OpenMP multithreading suggestions

I'm making in OpenGL a 2D newtonian gravity simulation with lot of particles following the mouse, changing velocities in one loop that iterates over all particles.

It works fine, but the performance isn't that good, I can get just 60 fps average with 2 milions particles(I have an i7 6700k and a gtx 970).
So I thought multi-threading was the best way to improve that.
To do this, I used OpenMP 2.0(I'm on Visual Studio).
The update loop then becomes:

#pragma omp parallel for
for (int i = 0; i < count; i++)
{
float vertX = WIDTH/2 * (vertices[i*2]+1);
float vertY = -HEIGHT/2*(vertices[i *2+ 1]+1)+HEIGHT;

float fact = (mouseX - vertX)*(mouseX - vertX) + (mouseY - vertY)*(mouseY - vertY) + 120;
glm::vec2 acc = 3.f / fact*(glm::vec2(mouseX, mouseY) - glm::vec2(vertX, vertY)) * (float)bPressed;
acc.y *= -1;

speed[i*2] += acc.x - speed[i*2]/200;
speed[i *2+ 1] += acc.y - speed[i *2+ 1] / 200;

vertices[i*2] += speed[i*2]*dt;
vertices[i *2+ 1] += speed[i*2+1]*dt;

}


The performance increased a lot(now I get 130 fps), but not as expected, in fact with 8 threads(4 cores with Intel Hyper-Threading), I would expect it to be 8 times better than before; but it is just 3 times better.
Am i doing something wrong with openMP or can't I get better performance at all?

Answer

Your code looks good, there is nothing immediate to improve, but your expectation is too high.

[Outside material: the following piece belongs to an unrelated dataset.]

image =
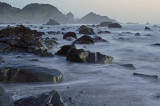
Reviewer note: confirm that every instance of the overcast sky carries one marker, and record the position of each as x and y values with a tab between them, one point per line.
122	10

  1. For many codes, Hyper-threading will not provide a benefit. Your expected performance gain is 4x if this code is compute bound. Hyper-threading will only give you a benefit if you are latency-bound (i.e. your processor is waiting for memory, but the memory bandwidth is not saturated). Even then, you often only get only slightly above 4x speedup.
  2. Your speedup may be limited by the non-parallelized portion of your overall code. Obviously you have a whole bunch of other code outside of the parallel loop that does influence FPS. This is explained by Ahmdal's law.
  3. You processor utilizes Turbo frequency, it runs at higher speed when only one core is active.
  4. You may be be partially limited by memory or shared caches, although your speedup suggests it is not entirely memory-bandwidth bound.

Any additional optimizations would heavily depend on count and the rest of the code. If you want specific suggestions you would have to provide the code as a distilled [mcve].